Dynamical instabilities and transient short-range order in the fermionic Hubbard model

We study the dynamics of magnetic correlations in the half-filled fermionic Hubbard model following a fast ramp of the repulsive interaction. We use Schwinger-Keldysh self-consistent second-order perturbation theory to investigate the evolution of single-particle Green's functions and solve the nonequilibrium Bethe-Salpeter equation to study the dynamics of magnetic correlations.

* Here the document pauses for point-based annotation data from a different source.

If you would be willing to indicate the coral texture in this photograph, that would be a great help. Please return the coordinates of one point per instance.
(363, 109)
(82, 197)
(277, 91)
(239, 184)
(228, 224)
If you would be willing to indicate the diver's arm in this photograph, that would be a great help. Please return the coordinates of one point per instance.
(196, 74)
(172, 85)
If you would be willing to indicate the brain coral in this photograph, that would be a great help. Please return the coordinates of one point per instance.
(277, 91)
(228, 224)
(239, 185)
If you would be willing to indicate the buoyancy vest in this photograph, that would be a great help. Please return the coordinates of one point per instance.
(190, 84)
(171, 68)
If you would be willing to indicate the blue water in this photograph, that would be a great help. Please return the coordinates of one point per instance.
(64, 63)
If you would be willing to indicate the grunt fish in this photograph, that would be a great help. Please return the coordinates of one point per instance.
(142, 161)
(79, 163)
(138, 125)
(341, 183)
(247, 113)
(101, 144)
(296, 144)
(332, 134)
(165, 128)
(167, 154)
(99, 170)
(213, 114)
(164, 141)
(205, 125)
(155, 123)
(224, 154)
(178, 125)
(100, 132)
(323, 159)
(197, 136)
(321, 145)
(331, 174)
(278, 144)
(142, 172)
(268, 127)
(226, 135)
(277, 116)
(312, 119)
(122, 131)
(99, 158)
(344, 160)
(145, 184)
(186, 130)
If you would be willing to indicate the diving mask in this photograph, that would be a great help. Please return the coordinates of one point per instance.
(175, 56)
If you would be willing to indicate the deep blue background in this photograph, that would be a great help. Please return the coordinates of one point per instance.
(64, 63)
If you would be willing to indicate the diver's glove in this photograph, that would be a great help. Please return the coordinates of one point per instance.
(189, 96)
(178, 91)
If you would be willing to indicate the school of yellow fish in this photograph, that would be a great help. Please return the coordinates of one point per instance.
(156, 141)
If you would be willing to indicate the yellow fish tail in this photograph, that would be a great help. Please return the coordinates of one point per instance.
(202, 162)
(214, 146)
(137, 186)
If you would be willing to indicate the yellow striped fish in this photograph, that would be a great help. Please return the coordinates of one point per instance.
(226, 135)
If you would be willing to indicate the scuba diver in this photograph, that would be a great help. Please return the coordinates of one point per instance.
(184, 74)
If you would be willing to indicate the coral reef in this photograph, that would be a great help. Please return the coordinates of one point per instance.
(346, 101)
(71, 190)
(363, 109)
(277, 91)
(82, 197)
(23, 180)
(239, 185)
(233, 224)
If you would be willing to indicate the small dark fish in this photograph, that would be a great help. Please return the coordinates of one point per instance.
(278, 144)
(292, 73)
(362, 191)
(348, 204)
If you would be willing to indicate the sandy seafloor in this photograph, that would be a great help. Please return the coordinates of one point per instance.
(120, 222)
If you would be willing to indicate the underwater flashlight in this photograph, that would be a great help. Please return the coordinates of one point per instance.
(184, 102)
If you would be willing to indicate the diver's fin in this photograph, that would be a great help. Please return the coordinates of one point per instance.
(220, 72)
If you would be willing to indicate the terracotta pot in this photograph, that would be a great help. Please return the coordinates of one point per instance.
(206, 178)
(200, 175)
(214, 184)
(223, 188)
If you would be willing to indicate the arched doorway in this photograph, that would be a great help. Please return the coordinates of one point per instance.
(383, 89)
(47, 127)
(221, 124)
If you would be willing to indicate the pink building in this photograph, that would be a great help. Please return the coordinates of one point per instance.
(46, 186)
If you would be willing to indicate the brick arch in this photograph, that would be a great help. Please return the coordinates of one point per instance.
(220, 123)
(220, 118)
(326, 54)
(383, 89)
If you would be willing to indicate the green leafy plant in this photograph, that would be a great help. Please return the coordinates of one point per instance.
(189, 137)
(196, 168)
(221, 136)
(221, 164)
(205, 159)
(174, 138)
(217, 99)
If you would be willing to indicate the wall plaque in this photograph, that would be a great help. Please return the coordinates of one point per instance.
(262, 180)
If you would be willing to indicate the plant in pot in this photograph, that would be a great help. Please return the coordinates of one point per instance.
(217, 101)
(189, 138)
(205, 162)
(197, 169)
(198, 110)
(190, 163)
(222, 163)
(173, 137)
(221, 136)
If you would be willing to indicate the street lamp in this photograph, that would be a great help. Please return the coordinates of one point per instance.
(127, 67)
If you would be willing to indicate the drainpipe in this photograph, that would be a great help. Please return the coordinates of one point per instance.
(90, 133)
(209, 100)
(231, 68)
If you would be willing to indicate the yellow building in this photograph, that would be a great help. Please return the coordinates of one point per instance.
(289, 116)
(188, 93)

This approach gives us new insights into the interplay between single-particle relaxation dynamics and the growth of antiferromagnetic correlations. Depending on the ramping time and the final value of the interaction, we find different dynamical behavior which we illustrate using a dynamical phase diagram. Of particular interest is the emergence of a transient short-range ordered regime characterized by the strong initial growth of antiferromagnetic correlations followed by a decay of correlations upon thermalization. The discussed phenomena can be probed in experiments with ultracold atoms in optical lattices.

Figure 1

(a) Linear interaction ramp $U\left(t\right)$ with ramping time $t_{\mathrm{r}}$ and final interaction $U_{\mathrm{f}}$. (b) Schematic equilibrium phase diagram showing the paramagnetic phase (PM), the critical temperature $T_c^{\mathrm{eq}}\left(U\right)$ for the antiferromagnetic (AFM) phase, and the relaxation trajectory to a final temperature $T_{\mathrm{f}}$. (c) Time scales and different regimes (see text). (d) Qualitatively different regimes for the evolution of the equal-time AFM correlations; NP: slow growth to normal phase result. TSO: transient short-range order; AFM correlations initially develop and later decay upon thermalization, $T_{\mathrm{f}}>T_c^{\mathrm{eq}}\left(U_{\mathrm{f}}\right)$. OP: AFM correlations grow and final thermalized state expected to be the ordered phase, $T_{\mathrm{f}}<T_c^{\mathrm{eq}}\left(U_{\mathrm{f}}\right)$. (e) The dynamical phase diagram showing different regimes after a ramp from an initial PM state at temperature $T_i=0$ as a function of $U_{\mathrm{f}}$ and $t_{\mathrm{r}}$. The dashed lines are meant as a guide to the eye.

Figure 2

Momentum distribution function $n_{\mathit{k}}\left(t\right)$ for $T_{\mathrm{i}}=0, U_{\mathrm{f}}=3$ and different ramping times. (a) $t_{\mathrm{r}}=0.5, T_{\mathrm{f}}\approx 0.29>T_c^{\mathrm{eq}}$, (b) $t_{\mathrm{r}}=1.5, T_{\mathrm{f}}\approx 0.15>T_c^{\mathrm{eq}}$, and (c) $t_{\mathrm{r}}=2, T_{\mathrm{f}}\approx 0.08<T_c^{\mathrm{eq}}$. The dotted lines show the final equilibrium $n_{\mathit{k}}$ at $T=T_{\mathrm{f}}$. (d) The time dependence of ${\chi }_{{\mathit{q}}_0}^{zz,\mathrm{K}}(t,t)$ for different $t_{\mathrm{r}}$ in TSO and OP regime (semilog plot). The long-time limit of the correlators in the TSO regime is shown on the plot from an equilibrium calculation at $T=T_{\mathrm{f}}$ [63].

Figure 3

Equal time spatial spin correlation function $i{\chi }^{\mathrm{K}}(t,x)$ for $t_{\mathrm{r}}=1$ (left, TSO), and $t_{\mathrm{r}}=2$ (right, OP) for $T_{\mathrm{i}}=0$ and $U_{\mathrm{f}}=3$ for different times $t$ and lattice spacing $a=1$. Notice the different scale on the vertical axis.